Política y capitalismo subsidiado
Permítanme, como inicio de año, comentar tres conductas gubernamentales de estos días y dar noticia de un libro que vale la pena leer.
La primera es que, ¡al fin!, el presidente del Gobierno, José Luis Rodríguez Zapatero, reconoció hace unas semanas en el Congreso que la economía española tiene un serio problema de competitividad y necesita cinco años para enmendar esa situación. Le ha costado, pero parece haber comprendido que crecer y crear empleo estable requiere crear condiciones para que se desarrolle una economía orientada a producir mercancías y servicios de calidad y precio competitivos con los de otros países. Necesitamos Zaras en muchos sectores de nuestro aparato productivo.

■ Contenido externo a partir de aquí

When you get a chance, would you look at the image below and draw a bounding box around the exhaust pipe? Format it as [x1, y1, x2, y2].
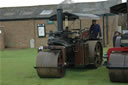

La inversión faraónica en el AVE radial de viajeros es una aberración económica
La segunda es el encomiable empeño de la vicepresidenta y ministra de Economía, Elena Salgado, en controlar el gasto de todas las Administraciones públicas. Es la única forma de reducir el déficit, dar confianza a los inversores y alejar el fantasma de un rescate europeo de la deuda pública española.
La tercera es la proclamación exultante del ministro de Fomento, José Blanco, de que con la inauguración de la línea del AVE para viajeros entre Madrid y Valencia, España es el país de la Unión Europea que mayor número de capitales de provincia tiene unidas a la capital del Estado por una línea de alta velocidad. Y la cosa continuará hasta que todas las capitales de provincia estén unidas a Madrid.
¿Qué relación hay entre estas tres conductas? Que la tercera se da de tortas con las dos primeras.
Si nuestro problema es de competitividad, entonces la inversión faraónica en el AVE radial de viajeros es una aberración económica. La razón es sencilla. El diseño de la alta velocidad española es incompatible con el tráfico de mercancías. Y no solo eso: la prioridad al AVE radial con Madrid ha postergado las líneas ferroviarias de mercancías con origen en los puertos y destino los mercados europeos. Por este lado, el AVE no aportará mucho a la mejora de la competitividad.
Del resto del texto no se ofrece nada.